Он молчал, смотрел на меня прямо, но как бы сквозь меня, будто стоял один. А я уже не мог остановиться:
— Тебе нечего обижаться, мой Сулла, на то, что я сказал, будто ты похож на публичную девку. А кто же ты есть на самом деле, как не публичная девка? Ты пользуешься благами так называемой дружбы со мной, как девка пользуется благосклонностью богатого клиента. Я зову тебя, когда мне скучно, и вышвыриваю тебя, когда ты мне надоешь. А ты терпишь и еще улыбаешься, потому что у тебя такая работа. У тебя такая работа — быть публичной девкой. Вот сейчас я сделаю с тобой что-нибудь непотребное, и ты подчинишься, и еще улыбаться будешь. Ну, улыбайся! Улыбайся, я тебе сказал! Улыбайся!!!
Последнее я прокричал во весь голос. Но вдруг что-то случилось со мной — неожиданное и невообразимое. Я смотрел на голого Суллу в нелепом парике, с размалеванным лицом — и увидел себя. Не себя теперешнего, а себя маленького, лет всего пяти. Мне вспомнилось, как мой отец Германик, любивший грубые шутки, одел меня в женское платье, намазал щеки, губы, глаза краской и так вот вывел из своей палатки. Было это в военном лагере. Он провел меня по лагерю, держа за руку, а солдаты собирались кучками и шли за нами.
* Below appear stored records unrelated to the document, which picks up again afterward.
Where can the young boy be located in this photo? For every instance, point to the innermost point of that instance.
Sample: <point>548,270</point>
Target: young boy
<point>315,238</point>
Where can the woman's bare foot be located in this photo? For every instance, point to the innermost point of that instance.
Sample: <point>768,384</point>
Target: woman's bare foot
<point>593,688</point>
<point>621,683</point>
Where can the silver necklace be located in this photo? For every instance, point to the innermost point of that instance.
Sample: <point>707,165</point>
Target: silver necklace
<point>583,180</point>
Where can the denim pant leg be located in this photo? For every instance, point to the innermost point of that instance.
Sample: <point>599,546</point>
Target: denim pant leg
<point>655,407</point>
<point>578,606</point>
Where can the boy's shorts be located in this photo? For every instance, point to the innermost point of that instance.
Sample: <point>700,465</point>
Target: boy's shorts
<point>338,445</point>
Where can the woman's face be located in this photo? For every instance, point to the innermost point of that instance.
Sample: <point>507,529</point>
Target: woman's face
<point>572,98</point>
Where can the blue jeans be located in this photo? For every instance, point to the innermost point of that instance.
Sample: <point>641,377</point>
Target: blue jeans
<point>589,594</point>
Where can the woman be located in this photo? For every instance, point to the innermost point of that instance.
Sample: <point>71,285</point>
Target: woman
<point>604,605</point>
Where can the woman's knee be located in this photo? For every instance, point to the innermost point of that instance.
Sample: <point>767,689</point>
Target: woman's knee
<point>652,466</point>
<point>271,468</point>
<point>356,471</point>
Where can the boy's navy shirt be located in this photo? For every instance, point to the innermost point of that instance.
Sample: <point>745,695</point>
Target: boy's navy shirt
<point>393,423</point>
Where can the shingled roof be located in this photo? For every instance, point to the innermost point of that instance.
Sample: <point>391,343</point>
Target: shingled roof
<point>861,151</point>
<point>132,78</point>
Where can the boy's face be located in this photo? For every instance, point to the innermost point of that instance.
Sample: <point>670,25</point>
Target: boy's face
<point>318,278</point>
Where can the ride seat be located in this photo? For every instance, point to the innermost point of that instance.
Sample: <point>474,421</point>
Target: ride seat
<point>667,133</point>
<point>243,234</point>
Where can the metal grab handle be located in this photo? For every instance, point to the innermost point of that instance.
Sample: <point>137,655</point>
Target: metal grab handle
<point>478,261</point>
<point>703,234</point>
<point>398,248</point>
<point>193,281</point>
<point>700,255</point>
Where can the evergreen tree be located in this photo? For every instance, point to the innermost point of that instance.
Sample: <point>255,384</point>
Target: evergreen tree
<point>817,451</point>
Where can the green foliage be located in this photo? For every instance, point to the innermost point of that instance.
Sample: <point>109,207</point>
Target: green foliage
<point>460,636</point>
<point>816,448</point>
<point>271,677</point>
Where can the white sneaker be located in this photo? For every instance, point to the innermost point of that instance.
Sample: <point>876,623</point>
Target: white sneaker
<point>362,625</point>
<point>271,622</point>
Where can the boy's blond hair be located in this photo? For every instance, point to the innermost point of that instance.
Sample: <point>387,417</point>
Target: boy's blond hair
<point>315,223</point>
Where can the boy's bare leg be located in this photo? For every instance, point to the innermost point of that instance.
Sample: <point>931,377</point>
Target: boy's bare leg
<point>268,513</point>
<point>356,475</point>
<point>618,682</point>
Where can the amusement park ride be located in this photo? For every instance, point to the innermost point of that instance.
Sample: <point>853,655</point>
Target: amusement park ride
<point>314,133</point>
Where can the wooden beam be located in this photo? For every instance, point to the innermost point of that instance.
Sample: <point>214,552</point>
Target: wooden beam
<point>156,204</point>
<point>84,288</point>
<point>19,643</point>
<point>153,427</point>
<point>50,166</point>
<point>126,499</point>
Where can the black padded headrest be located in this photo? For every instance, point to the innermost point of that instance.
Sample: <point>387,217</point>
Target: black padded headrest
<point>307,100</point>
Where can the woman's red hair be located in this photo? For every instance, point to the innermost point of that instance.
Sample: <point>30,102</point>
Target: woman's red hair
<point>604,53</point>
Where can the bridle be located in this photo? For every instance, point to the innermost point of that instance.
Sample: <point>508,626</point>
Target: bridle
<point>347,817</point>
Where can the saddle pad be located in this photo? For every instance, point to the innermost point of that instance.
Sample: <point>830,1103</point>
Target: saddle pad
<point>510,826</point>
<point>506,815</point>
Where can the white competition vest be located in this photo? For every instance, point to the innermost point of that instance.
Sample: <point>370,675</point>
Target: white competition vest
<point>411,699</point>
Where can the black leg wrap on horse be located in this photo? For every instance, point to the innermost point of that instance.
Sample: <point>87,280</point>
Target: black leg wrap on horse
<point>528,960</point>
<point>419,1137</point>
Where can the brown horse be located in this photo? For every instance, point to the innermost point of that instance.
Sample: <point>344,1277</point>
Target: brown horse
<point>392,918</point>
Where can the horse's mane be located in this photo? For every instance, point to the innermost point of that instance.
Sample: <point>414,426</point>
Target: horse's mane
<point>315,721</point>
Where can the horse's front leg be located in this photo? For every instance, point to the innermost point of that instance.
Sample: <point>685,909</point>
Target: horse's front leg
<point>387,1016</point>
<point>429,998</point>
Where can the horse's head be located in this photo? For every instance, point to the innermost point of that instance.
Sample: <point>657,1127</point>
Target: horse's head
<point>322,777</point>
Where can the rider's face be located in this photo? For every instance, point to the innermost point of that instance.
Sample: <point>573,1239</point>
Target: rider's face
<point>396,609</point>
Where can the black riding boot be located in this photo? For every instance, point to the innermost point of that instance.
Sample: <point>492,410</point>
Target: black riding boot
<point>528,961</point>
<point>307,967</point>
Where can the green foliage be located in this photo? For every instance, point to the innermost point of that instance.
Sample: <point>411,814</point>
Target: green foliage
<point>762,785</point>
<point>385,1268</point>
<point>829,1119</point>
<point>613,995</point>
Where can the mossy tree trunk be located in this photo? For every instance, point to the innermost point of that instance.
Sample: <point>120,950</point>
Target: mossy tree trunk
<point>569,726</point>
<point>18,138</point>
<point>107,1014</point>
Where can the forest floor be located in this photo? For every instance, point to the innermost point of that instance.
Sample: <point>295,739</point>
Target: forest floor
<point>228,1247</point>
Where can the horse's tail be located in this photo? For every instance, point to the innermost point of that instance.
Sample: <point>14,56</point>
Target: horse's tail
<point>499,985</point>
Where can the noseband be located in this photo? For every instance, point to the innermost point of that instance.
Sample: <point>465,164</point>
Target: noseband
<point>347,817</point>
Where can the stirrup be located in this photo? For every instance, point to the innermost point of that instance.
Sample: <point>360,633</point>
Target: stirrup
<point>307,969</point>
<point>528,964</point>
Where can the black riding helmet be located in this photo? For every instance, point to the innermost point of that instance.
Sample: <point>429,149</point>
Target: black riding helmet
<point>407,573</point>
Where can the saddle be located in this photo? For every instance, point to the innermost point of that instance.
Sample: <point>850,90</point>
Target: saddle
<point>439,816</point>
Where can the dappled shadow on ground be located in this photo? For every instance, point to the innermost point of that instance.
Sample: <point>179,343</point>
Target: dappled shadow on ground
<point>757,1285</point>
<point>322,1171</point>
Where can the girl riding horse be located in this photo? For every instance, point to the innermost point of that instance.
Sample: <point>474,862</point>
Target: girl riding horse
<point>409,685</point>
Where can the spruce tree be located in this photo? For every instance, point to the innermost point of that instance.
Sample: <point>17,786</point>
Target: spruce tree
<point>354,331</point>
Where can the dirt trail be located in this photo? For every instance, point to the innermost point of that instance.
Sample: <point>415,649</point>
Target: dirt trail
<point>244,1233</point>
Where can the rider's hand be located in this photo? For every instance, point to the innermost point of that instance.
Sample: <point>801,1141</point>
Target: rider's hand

Они смеялись шутке отца, отпускали остроты, которые я не понимал, но которые все равно были обидными. Потом мы с отцом остановились, он отошел, а солдаты собрались в круг, где в центре стоял я — маленький, униженный, беззащитный. Солдаты любили отца и ко мне относились очень хорошо, и смеялись они тогда беззлобно и весело, но этот позор я не мог забыть всю мою последующую жизнь. Я бросился тогда, убежал в палатку отца, забился в угол и плакал, сотрясаясь всем телом, и меня долго не могли успокоить.